Cure yourself, you mean. Why am I sick? Give me the healing draught, physician! Your brother is the worst of sons. You be the best of daughters. Here I stand before the world like a worthless bankrupt. I owed it a worthy man, to take the place of this invalid here, and I’ve pawned off a rogue on it. You be the woman your mother was. Then people will say: “It wasn’t the parents’ fault that the boy went wrong, for the daughter is going the right road and leads the way for others.” (With fearful coldness.) And I’ll do my share. I’ll make it easier for you than the others. The moment I see people pointing their fingers at you,—I shall—(passing his finger over his throat) shave myself, and, this I’ll swear, I shall shave myself away altogether. You can say a fright did it—a horse ran away in the street, or the cat knocked a chair over, or a mouse ran up my legs.
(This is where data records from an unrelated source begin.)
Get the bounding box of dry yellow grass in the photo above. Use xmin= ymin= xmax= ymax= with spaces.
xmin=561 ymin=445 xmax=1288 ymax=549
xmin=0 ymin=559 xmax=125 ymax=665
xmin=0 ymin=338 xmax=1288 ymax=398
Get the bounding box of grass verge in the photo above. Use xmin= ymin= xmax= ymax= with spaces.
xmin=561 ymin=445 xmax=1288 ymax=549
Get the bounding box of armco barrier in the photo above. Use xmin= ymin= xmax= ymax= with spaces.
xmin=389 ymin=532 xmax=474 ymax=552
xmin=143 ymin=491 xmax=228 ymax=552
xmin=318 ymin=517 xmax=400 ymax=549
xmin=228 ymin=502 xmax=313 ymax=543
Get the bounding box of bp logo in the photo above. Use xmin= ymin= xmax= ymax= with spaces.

Those that know me will have their doubts, because I’m not particularly nervous, but what does it matter? I can’t go on living in a world where only sympathy keeps people from spitting when they see me.
Clara.
Merciful God, what shall I do?
Anthony.
Nothing at all, my child. I’m too hard on you. I know it well. Nothing at all. Just stay as you are and it will be all right. I’ve suffered such injustice that I must practise it, or go under altogether, when it takes hold of me. I was crossing the road just now when Small-pox John came along, that vagabond I had locked up years ago, after he’d robbed me three times. There was a time when the wretch didn’t dare to look at me, but now he walks up coolly and holds out his hand. I wanted to box his ears, but thought better of it and didn’t even spit. Aren’t we cousins of a week’s standing? And isn’t it right for relations to greet one another? Our good man, the parson, came to see me yesterday, and said a man was responsible for nobody but himself, and it was unchristian arrogance in me to make myself answerable for my son, or else Adam would have to take it as much to heart as I. O God, I well believe that it doesn’t disturb the arch-father’s peace in paradise, when one of his great-great-grandchildren goes robbing and murdering, but didn’t he tear his hair over Cain? No, no, it is too much! At times I feel like looking to see if my shadow hasn’t gone blacker. I can bear anything, and I’ve proved it, anything but disgrace. Put as much weight round my neck as you like, but don’t cut through the nerve that holds me together.
Clara.
But, father, Karl hasn’t confessed to it yet, and they didn’t find anything on him.